Problem Solver Bank of EnglandOn September the 14th a rather unusual scenario for our times took place - thousands of anxious customers in a queue waiting (mostly patiently) in front of the branches, to take money out of Northern Rock (The Economist, 2007 2).
Northern Rock is the fifth biggest mortgage bank in the UK and has been observed critically these days. The credit institution has blundered into a crisis due to turbulences in the US real estate market. Roughly 25 billion pounds have been paid to Northern Rock as emergency financing from the Bank of England. Alistair Darling, Chancellor of the Exchequer, has guaranteed all the savers that they "will not loose a penny " (Article: Brown Atacked over Northern Rock 3) and their savings will be secure. Why exactly this bank ran into trouble and whether the government intervention was appropriate will be discussed in the following paragraphs.

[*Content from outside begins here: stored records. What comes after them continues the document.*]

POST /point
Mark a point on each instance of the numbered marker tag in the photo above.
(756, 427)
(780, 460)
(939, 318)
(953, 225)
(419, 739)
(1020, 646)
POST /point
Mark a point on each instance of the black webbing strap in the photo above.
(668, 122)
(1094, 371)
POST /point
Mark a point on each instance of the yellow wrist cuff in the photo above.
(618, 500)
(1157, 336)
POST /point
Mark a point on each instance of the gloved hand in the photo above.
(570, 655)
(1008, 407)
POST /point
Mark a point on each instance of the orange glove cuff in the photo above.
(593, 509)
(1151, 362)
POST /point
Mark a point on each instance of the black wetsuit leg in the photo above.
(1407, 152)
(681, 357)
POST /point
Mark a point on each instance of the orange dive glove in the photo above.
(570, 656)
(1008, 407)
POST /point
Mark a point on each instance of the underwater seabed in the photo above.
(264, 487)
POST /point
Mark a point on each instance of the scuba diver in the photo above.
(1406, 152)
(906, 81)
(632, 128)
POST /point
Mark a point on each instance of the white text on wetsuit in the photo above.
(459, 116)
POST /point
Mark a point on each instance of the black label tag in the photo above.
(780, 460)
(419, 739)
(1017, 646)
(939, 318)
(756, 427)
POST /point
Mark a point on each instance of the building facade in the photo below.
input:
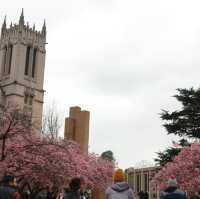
(139, 179)
(22, 63)
(77, 127)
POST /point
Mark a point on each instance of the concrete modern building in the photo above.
(77, 127)
(22, 63)
(139, 179)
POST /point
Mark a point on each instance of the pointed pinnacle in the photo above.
(21, 19)
(44, 25)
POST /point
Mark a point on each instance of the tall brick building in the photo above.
(77, 127)
(22, 63)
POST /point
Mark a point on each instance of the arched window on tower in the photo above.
(10, 51)
(4, 60)
(26, 72)
(34, 62)
(7, 60)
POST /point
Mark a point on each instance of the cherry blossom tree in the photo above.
(185, 167)
(42, 163)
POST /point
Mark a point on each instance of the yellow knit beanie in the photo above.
(119, 176)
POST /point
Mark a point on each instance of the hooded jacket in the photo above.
(173, 193)
(120, 190)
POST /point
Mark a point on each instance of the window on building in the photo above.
(34, 62)
(4, 60)
(7, 59)
(28, 102)
(26, 72)
(146, 182)
(10, 50)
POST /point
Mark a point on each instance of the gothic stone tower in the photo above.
(22, 62)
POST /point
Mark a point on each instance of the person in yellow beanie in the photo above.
(119, 189)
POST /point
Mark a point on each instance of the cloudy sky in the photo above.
(120, 59)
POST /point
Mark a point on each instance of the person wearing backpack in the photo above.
(119, 189)
(8, 188)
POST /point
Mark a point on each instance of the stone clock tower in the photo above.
(22, 63)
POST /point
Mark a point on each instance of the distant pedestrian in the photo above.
(172, 191)
(8, 188)
(120, 189)
(73, 192)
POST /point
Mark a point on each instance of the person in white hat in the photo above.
(172, 191)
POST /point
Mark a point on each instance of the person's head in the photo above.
(119, 176)
(75, 184)
(172, 183)
(9, 180)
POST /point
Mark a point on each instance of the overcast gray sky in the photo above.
(120, 59)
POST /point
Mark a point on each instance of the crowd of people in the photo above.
(76, 190)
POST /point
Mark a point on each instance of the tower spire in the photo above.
(21, 19)
(4, 23)
(44, 29)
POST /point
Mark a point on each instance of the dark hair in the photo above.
(7, 179)
(75, 184)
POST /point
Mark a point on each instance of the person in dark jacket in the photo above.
(8, 188)
(74, 189)
(172, 191)
(120, 189)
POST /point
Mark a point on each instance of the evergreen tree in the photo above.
(184, 122)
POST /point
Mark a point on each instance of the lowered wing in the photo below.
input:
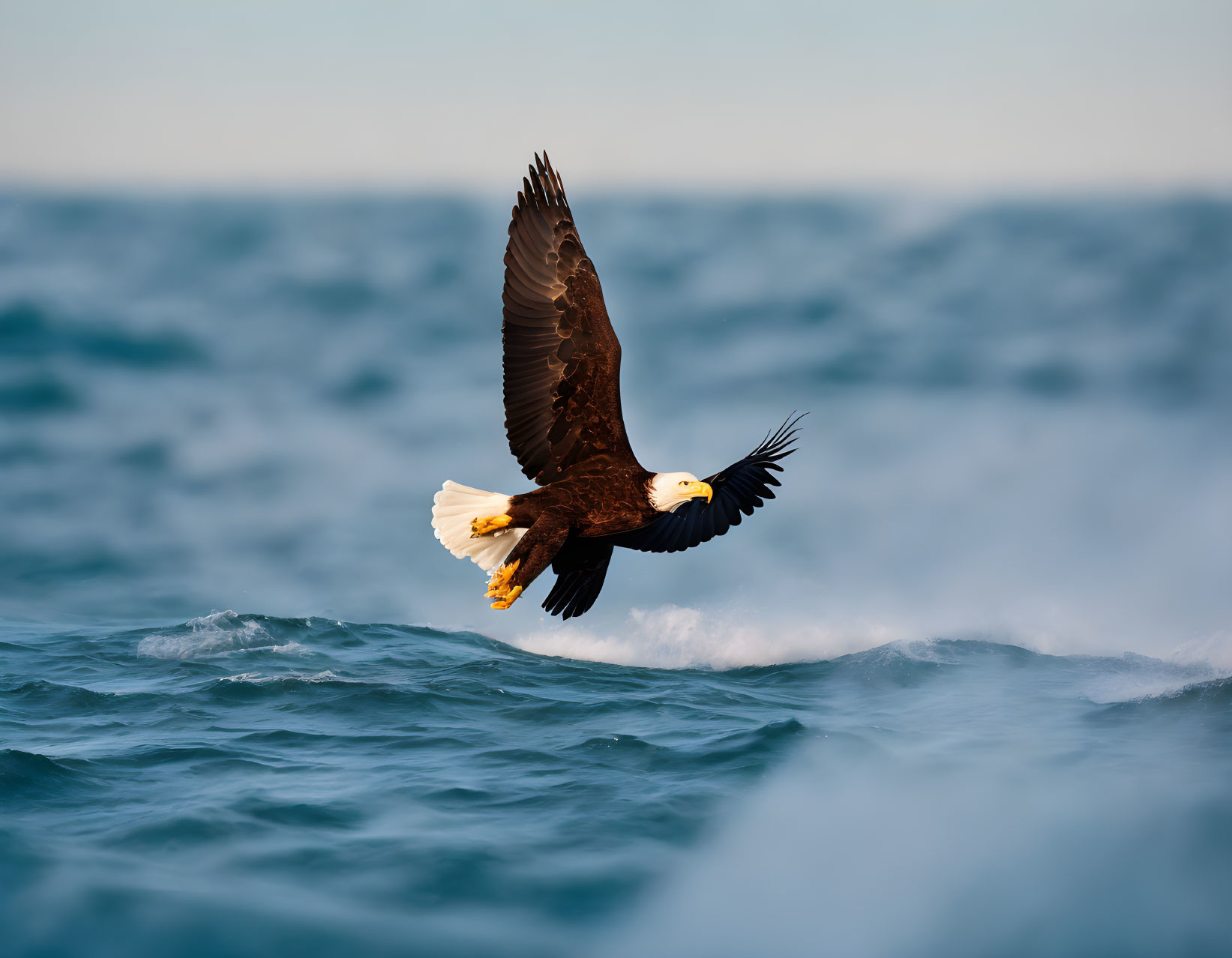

In June of 2003 the prime rate was lowered by Alan Greenspan to one percent. With the prime rate being so low many people started to take up mortgages, without considering that they would have to pay higher mortgage interest rates in case of a climbing prime rate. In the past 2 years banks have given out mortgages worth 3200 billion dollar US - 20% of these mortgages to people with little financial security. (Der Spiegel,2007 4)Climbing interest rates and falling prices for real estate have made it impossible for many house owners to pay their mortgages. Especially in the sector of sub prime mortgages many defaulted on their mortgage payments. Since many European banks have high stakes in the US real estate market, it is a problematic situation regarding these banks' liquidities.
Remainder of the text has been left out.